At the Table

Guinness Caramels

Guinness Caramel Recipe

I made a promise a while back that I was going to share a beer based candy recipe with you, and I figure its about time to follow through. Jeth and I decided to give Guinness caramels a go during our candy making binge last month, since we think the molasses-y, coffee-y flavor of a good stout goes really well with things like brown sugar, cream, chocolate…you get the idea. I’m hoping it’s not just us who think Guinness and dessert are a perfect match – if we’re just crazy, I’m sorry to everyone who had to eat chocolate/Guinness/salted caramel cupcakes at our wedding (which, if you’re feeling jilted because I haven’t shared the recipe yet, don’t worry…it’s in the works).

But back to caramels. These definitely aren’t a novel idea – just do a web search for beer caramels and you’ll see. But, this is my own original recipe, so it has to be shared. It’s about as basic as a beer caramel recipe gets – no crushed pretzels, condensed milk, or melted chocolate in sight. Just the goodness of heavy cream, sugar (some brown, because why not), and a little butter. And beer, of course. I will warn you, these are not caramels-with-a-hint-of-beer-to-accent-the-flavor. These are beer flavored caramels. If you want a little less of the yeasty, stout-y aftertaste, the recipe will work just fine with as little added beer as you want. I’ve tasted them with a little, and a lot, and I happen to think they’re delicious either way.

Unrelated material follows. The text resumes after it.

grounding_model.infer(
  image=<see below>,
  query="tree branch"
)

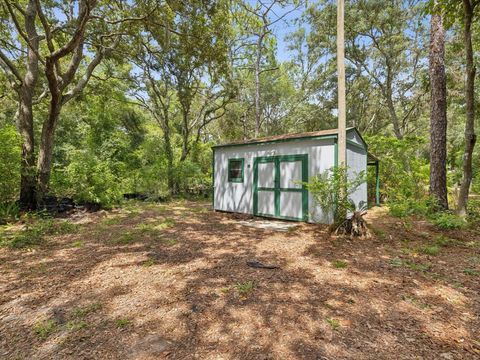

Guinness Caramels – makes about 64 1″ caramels

1 1/2 cups heavy cream
1 1/3 cups granulated sugar
1/2 cup light corn syrup
1/2 cup packed dark brown sugar
1 bottle (12 ounces) of flat Guinness stout*
6 tablespoons unsalted butter (3/4 stick), cut into pieces and at room temperature, plus more for coating the pan
1/2 t. kosher salt

Line an 8×8 pan with lightly buttered parchment paper. Place the cream in a medium-large saucepan and bring to a simmer. Add sugars, stout, and corn syrup and return to a low boil, stirring constantly, until the sugar is dissolved. Cook over medium heat until the mixture reaches 255 F. Remove the pan from the heat and stir in the butter and salt. Let the caramels sit overnight, or until firm. Cut the caramels into 1″ pieces and wrap them in squares of waxed paper. They will keep at room temperature or in the fridge for at least a week, but they’re best fresh.

*Note: to flatten the beer, either pour it into a bowl and let it sit for at least an hour, or whisk it quickly until it stops fizzing to speed up the process.